“Your compassion is a weakness your enemies will not share.”
“That’s why it’s so important: it separates us from them.”
– Ducard/Ra’s al’Ghul & Bruce Wayne, Batman Begins
Most of the quotes I share, I must admit, have lessons which I can talk about in a bit more of an abstract sense. This one, by contrast, is hitting home with me on a more personal level right now. I share this quote with a deep feeling of remorse for my mistakes.
This exchange comes at a moment where Bruce Wayne, soon to become the Batman, has been tested by his mentor and has displayed excellent skill and cunning. Now, however, he must prove himself one final time, for the organization that he is joining has a long, bloody history which they want him to contribute to. So, the question is, can he take the life a man guilty of theft and murder? He answers no, that he is no executioner, and this is why: because he needs his compassion to separate himself from the villains he intends to fight.
I remember, years ago, citing a quote about becoming so determined to beat one’s enemy that one becomes the enemy oneself. I see now that it especially means becoming one’s worst self, doing the things the enemy does, until there is no longer any real distinction. It’s not only the contest between what seems more effective and what seems more honorable, but the struggle, deep in one’s soul, between doing that one brutal thing that one really wants to do… or maintaining the sanctity of one’s cause by maintaining one’s own integrity.
Bruce Wayne hits the difference between the two on the head with his support of the ideal of compassion. It is when we stop to love each other, after all, the we become monsters, doing cruel, destructive, inhuman things to each other. It is that lack of love, combined with the overwhelming will of mob mentality, which has fueled uncountable riots in my country for years. These are displays of brutality, of savagery, which have left incalculable property damage, destroyed livelihoods, burnt and looted stores, and the bodies of those who have been assaulted, raped, and murdered. And those to whom the political ideology of these rioters is useful have said and done nothing, uttered no condemnation whatsoever.

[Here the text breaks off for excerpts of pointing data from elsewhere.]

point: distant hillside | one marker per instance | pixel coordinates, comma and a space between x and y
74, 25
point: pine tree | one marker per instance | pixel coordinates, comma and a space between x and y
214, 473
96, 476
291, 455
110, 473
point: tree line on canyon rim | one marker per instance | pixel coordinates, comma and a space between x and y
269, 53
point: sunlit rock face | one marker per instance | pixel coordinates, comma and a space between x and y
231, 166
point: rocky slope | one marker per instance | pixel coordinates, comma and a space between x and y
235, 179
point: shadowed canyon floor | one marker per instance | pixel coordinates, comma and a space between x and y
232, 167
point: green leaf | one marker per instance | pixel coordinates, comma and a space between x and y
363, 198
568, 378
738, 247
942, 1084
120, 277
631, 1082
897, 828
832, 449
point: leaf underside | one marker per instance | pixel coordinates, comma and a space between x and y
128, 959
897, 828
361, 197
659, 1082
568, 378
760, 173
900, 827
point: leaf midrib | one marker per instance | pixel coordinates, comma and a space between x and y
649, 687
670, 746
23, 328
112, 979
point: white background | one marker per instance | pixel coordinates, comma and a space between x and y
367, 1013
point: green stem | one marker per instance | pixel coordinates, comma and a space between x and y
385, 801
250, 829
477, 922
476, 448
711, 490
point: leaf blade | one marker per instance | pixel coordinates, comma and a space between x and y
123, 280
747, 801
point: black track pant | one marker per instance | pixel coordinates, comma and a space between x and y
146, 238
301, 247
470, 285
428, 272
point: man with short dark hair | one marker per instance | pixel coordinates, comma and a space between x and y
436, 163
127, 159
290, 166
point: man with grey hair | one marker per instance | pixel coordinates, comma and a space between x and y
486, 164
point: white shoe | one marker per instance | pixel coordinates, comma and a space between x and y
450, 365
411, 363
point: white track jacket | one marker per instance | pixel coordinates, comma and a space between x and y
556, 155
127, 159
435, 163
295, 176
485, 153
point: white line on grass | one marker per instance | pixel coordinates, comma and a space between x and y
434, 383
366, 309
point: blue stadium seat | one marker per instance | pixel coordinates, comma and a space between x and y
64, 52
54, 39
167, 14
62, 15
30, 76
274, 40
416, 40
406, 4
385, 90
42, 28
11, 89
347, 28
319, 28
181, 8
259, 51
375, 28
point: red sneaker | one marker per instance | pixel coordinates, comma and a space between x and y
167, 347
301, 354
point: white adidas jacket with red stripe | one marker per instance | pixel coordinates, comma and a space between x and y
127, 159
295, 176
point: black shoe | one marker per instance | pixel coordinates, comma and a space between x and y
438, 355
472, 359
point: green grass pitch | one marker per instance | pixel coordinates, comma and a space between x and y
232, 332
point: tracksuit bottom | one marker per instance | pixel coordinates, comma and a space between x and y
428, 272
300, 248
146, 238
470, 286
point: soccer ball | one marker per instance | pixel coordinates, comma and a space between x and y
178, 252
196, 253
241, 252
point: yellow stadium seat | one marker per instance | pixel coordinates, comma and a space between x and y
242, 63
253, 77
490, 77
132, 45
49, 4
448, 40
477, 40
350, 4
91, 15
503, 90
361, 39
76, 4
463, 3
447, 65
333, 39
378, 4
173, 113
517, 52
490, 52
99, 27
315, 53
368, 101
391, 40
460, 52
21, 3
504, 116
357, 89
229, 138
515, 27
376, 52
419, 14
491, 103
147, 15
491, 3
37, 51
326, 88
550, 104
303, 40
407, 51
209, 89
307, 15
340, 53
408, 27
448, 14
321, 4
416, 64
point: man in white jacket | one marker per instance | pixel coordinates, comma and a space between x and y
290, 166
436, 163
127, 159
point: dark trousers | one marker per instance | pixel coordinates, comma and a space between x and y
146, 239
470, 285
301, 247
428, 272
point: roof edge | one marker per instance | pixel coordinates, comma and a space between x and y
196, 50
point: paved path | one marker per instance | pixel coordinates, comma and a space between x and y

By contrast, a crowd of protestors, likely spearheaded by people who were not truly friendly to their cause, stormed the Capitol Building, where Congress was in sessions. A few broken windows, one person, a protestor, shot and killed, and everyone on that side of the aisle has turned on the protestors. To a man, they have condemned the violence and all those remotely connected to it, turning about face to permit what they were opposing mere moments earlier. In short: they held their own to some sort of standard and refused to compromise on it.
That standard is compassion, respect for authority, and a commitment to peaceful protest without any sort of violence.
And I must admit, I have been torn on the subject.
I like to think of myself as a man of honor and compassion, but, more humbly, I must admit that while I try… I sometimes fail. And I fear I failed for several days this week.
I, too, have a savage side, and a practical side that insists that there are worlds of differences between the protestors in my nation’s capital this week and the rioters that have run rampant in every other corner of my country for years on end. And yet… is it not still violence? Is it not still violence perpetrated by a mob in a frenzy? Is it not still, as one may reasonably suspect, the work of unfriendly puppeteers?
Is not that voice within me, which tells me that violence between the two sides is inevitable, the voice of fear, rather than the voice of courage? Is it not anger, rather than love? Is it not wild hatred, rather than disciplined, patience, and faith?
I weep at the realization that, somewhere along the way, I confused my desire for freedom with a desire to put a noose around those who would put chains on me.
Oh, how easy it really is, to become one’s worst self.
I must do better.
We must, I must, stay separate from the enemy.
If we do not hold ourselves somehow separate from the behavior of our enemies, on both an individual and a collective level, then do we not simply become our enemies? Or at least become the same as our enemies? If we do that, then what’s the point?